Brayden Point|Scott Audette/NHLI via Getty Images

When I see contracts such as the one Brayden Point signed with the Tampa Bay Lightning, I can’t help but harken back to five years ago when Aaron Portzline and I had a conversation with then Columbus Blue Jackets president John Davidson at the Centre Ice Arena in Traverse City, Mich. The Blue Jackets were in the midst of negotiations with Ryan Johansen and the team had just offered Johansen three contracts of varying lengths, each of them for $6 million a season. Davidson was not pleased with the way things were going.

“When (restricted free agents) have arbitration and they have unrestricted free agency, they try to take us to the woodshed,’ Davidson lamented. “So now they have no leverage and they’re trying to take us to the woodshed. You explain it to me. What are we supposed to do? We’re not being unfair. We’re following a document that’s right there in place.”

The Blue Jackets ultimately signed Johansen to a three-year bridge deal with an AAV of $4 million a year, then went on to deal him to the Nashville Predators for Seth Jones. So it’s fair to say things worked out pretty well for them.

Which brings us to Brayden Point. There was never, ever, any time when Point was going to get either the term or the money that Mitch Marner received with the Toronto Maple Leafs. And like the Maple Leafs knew with Marner, the Lightning were armed with the knowledge that Point wanted to stay where he was and he was intent on being in the lineup when the Lightning host the Florida Panthers in their first regular-season game Oct. 3.

“It was very important for Brayden to be there for the start of the season and in order to do that, he needed to be on a plane by Friday at the latest,” said Point’s agent, Gerry Johannson. “Tampa wanted him there and Brayden wanted to be in Tampa. There was no way he was not going to be in the lineup opening night.”

Lightning GM Julien BriseBois made it very clear very early on in the process that he didn’t really care about league trends and that a couple of things remained absolute: 1. Almost everyone in Tampa takes a bridge deal, and 2. He was not going to tear his roster apart to accommodate the demands of an RFA without arbitration rights whose only leverage was withholding his services and hindering his own development.

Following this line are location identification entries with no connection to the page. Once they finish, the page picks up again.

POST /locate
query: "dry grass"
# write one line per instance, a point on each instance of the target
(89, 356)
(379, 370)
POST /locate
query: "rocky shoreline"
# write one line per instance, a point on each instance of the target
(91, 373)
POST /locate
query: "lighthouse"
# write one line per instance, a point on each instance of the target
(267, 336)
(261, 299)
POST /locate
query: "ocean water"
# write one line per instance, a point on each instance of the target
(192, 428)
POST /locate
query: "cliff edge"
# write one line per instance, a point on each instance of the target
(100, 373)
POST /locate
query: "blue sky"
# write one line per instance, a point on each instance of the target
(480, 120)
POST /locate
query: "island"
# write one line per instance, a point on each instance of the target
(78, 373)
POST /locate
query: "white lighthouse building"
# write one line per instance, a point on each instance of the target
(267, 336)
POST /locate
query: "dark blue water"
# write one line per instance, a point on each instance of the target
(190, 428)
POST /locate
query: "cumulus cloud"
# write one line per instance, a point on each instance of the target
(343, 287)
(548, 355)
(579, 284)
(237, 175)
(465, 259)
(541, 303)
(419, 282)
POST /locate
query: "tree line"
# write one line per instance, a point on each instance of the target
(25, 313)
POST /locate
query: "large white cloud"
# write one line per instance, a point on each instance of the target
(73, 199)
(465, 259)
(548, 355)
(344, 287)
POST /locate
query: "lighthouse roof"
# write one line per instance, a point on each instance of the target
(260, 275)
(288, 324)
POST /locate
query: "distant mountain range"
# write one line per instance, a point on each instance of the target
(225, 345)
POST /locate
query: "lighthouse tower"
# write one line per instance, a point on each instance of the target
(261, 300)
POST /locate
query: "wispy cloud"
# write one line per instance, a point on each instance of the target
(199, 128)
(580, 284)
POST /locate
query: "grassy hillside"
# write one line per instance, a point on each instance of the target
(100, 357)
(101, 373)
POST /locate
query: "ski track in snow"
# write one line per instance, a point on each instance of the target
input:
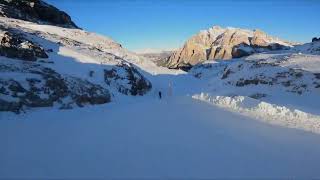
(177, 138)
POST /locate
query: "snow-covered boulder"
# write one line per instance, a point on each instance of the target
(14, 45)
(127, 79)
(35, 11)
(26, 85)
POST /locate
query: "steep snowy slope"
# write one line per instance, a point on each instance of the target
(280, 88)
(88, 68)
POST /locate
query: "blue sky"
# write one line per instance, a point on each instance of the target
(166, 24)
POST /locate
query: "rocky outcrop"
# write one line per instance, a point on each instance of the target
(315, 39)
(127, 79)
(32, 85)
(220, 43)
(35, 11)
(14, 45)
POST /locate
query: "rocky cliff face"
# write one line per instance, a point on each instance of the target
(35, 11)
(223, 43)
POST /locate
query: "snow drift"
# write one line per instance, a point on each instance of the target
(263, 111)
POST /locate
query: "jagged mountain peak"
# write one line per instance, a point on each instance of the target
(36, 11)
(223, 43)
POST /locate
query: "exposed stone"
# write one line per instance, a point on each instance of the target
(220, 43)
(46, 88)
(14, 45)
(35, 11)
(127, 79)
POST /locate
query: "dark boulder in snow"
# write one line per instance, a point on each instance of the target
(32, 85)
(242, 50)
(35, 11)
(127, 79)
(315, 39)
(14, 45)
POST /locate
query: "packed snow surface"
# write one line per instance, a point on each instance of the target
(171, 138)
(263, 111)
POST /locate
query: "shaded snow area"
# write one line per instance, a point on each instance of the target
(176, 138)
(263, 111)
(74, 104)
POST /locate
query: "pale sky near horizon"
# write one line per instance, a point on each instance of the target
(167, 24)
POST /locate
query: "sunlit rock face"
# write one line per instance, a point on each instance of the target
(223, 43)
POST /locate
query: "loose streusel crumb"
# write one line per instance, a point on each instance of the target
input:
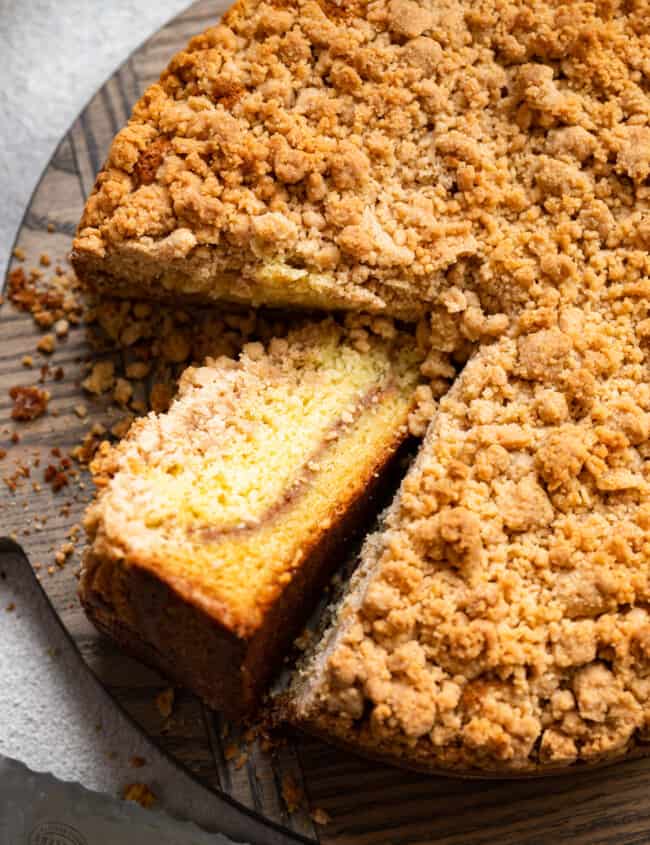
(29, 402)
(165, 702)
(292, 793)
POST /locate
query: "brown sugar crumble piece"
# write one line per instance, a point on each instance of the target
(29, 402)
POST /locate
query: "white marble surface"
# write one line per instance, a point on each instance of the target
(54, 54)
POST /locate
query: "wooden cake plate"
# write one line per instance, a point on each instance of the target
(367, 803)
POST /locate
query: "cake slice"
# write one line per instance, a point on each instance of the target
(286, 157)
(218, 523)
(498, 623)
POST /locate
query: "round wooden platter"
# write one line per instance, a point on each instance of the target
(368, 804)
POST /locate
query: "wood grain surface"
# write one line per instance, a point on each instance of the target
(369, 804)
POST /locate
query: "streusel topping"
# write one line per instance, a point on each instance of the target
(384, 142)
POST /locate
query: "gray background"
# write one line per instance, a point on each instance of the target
(54, 54)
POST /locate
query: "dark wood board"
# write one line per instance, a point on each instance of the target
(369, 804)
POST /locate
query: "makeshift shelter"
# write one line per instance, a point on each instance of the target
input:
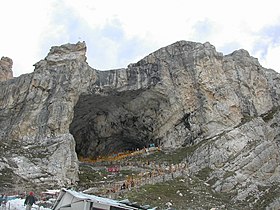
(72, 200)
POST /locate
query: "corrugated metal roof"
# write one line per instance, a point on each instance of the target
(96, 199)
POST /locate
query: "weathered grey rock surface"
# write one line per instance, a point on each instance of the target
(181, 95)
(6, 72)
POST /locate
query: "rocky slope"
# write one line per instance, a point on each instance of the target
(185, 94)
(6, 72)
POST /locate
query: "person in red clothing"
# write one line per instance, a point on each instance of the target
(29, 201)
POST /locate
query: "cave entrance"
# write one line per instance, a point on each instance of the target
(103, 125)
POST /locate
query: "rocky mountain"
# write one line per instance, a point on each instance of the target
(184, 95)
(6, 65)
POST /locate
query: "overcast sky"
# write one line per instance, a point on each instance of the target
(119, 32)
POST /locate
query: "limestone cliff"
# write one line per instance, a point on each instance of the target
(6, 72)
(181, 95)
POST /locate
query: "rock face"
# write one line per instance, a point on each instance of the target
(185, 94)
(6, 72)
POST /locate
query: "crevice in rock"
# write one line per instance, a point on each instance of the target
(112, 123)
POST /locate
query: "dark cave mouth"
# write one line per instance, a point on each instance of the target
(104, 125)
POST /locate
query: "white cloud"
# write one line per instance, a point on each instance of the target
(120, 32)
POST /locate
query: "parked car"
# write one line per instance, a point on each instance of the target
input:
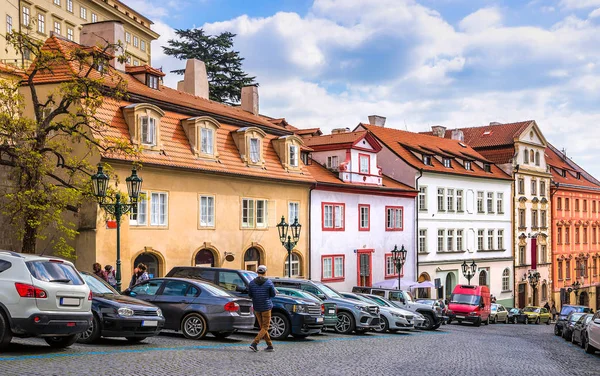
(564, 312)
(194, 307)
(572, 318)
(499, 313)
(42, 296)
(432, 313)
(352, 315)
(537, 315)
(516, 316)
(117, 315)
(290, 315)
(579, 329)
(390, 318)
(591, 340)
(470, 303)
(328, 309)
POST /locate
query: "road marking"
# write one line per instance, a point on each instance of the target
(200, 347)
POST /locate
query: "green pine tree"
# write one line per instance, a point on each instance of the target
(223, 65)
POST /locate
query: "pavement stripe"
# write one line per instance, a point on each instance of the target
(200, 347)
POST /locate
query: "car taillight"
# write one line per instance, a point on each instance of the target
(232, 307)
(29, 291)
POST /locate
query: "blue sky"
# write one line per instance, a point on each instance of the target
(458, 63)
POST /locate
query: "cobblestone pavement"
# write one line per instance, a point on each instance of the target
(452, 350)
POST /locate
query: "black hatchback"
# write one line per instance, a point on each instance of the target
(117, 315)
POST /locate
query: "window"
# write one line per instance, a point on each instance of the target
(333, 217)
(254, 213)
(480, 243)
(480, 202)
(422, 198)
(363, 221)
(506, 280)
(148, 130)
(450, 200)
(41, 23)
(207, 211)
(158, 209)
(441, 236)
(422, 241)
(394, 218)
(25, 16)
(332, 267)
(137, 216)
(293, 155)
(441, 192)
(450, 241)
(500, 239)
(332, 162)
(459, 240)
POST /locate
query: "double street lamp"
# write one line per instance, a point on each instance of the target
(116, 207)
(399, 258)
(469, 270)
(289, 241)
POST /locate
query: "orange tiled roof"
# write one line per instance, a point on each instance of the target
(403, 143)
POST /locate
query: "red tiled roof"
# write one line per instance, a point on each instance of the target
(403, 143)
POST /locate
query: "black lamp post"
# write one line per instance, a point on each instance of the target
(399, 258)
(469, 270)
(289, 241)
(116, 208)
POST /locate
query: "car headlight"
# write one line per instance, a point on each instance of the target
(125, 312)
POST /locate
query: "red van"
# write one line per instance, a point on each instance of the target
(470, 303)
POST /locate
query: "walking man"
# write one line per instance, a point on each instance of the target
(261, 290)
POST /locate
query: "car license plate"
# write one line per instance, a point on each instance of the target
(71, 302)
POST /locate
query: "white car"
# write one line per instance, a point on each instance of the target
(591, 342)
(42, 296)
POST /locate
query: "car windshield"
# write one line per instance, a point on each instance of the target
(465, 299)
(97, 286)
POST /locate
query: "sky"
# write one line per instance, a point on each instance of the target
(456, 63)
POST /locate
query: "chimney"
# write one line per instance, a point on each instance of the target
(102, 33)
(195, 80)
(250, 99)
(377, 120)
(458, 135)
(439, 131)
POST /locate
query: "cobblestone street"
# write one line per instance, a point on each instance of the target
(452, 350)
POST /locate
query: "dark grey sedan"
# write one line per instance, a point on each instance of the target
(195, 308)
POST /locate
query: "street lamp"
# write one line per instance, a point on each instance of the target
(289, 241)
(116, 208)
(469, 270)
(399, 258)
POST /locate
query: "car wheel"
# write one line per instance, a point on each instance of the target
(193, 326)
(5, 333)
(345, 323)
(92, 334)
(61, 342)
(280, 326)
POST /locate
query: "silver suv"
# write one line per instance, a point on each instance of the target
(42, 297)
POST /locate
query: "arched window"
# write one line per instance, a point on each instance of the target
(506, 280)
(296, 270)
(483, 278)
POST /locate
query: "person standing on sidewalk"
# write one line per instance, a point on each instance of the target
(261, 290)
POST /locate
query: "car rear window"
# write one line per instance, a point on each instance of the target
(54, 271)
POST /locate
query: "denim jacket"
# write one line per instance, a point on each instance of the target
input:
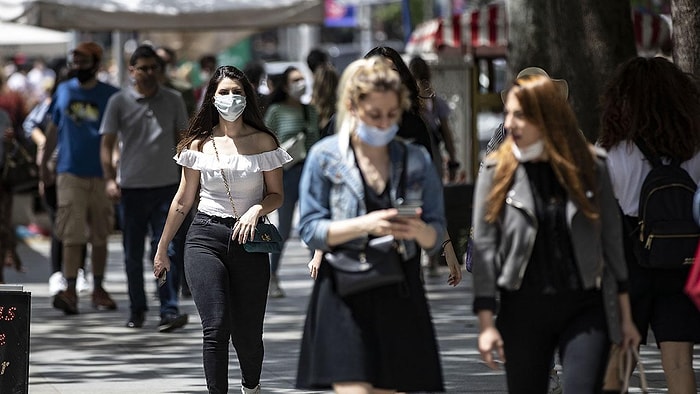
(331, 188)
(503, 248)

It’s amazing what teams can do when they actually stick to their guns and use the advantages afforded them in the collective bargaining agreement. In return, Point will earn an average of $6.75 million per year for a three-year total of $20.75 million, $12.25 million of which will be paid in signing bonuses. With a salary of $9 million in the last year of the deal, Point will be able to turn the CBA in his favor a couple of years down the road. With one year remaining until he hits unrestricted free agency after the contract expires, the Lightning will either have to offer him a qualifying offer of $9 million or take him to arbitration where their minimum offer would have to be at least $7.65 million. If they do neither, Point would become an unrestricted free agent.

Relatively speaking, Point will not hit the jackpot the way he hoped during this deal, but his next deal could come under terms of a new collective bargaining agreement, one where the U.S. television money is triple what it is now and new revenues are flowing in from legalized gambling.

One thing we’ve all learned from this exercise is that when it comes to signing RFAs coming off their entry-level players contracts, there is no such thing as a comparable. That’s probably why the NHL is so against giving those players arbitration rights in the first place. Toronto is going to do what it has to with Mitch Marner, Tampa did what it had to with Brayden Point and the Calgary Flames and Colorado Avalanche are going to do what suits them when it comes to Matthew Tkachuk and Mikko Rantanen, respectively.

The latter two can no longer point to Marner’s contract and demand the same term and money, because their employers can easily argue that a higher-scoring, better two-way forward who plays a more important position is earning $4 million less and got four fewer years of term than Marner.

Only nine more sleeps until the puck drops for real and the season begins and we’re now down to six RFAs who haven’t been signed. That number will be at almost zero in the next 10 days.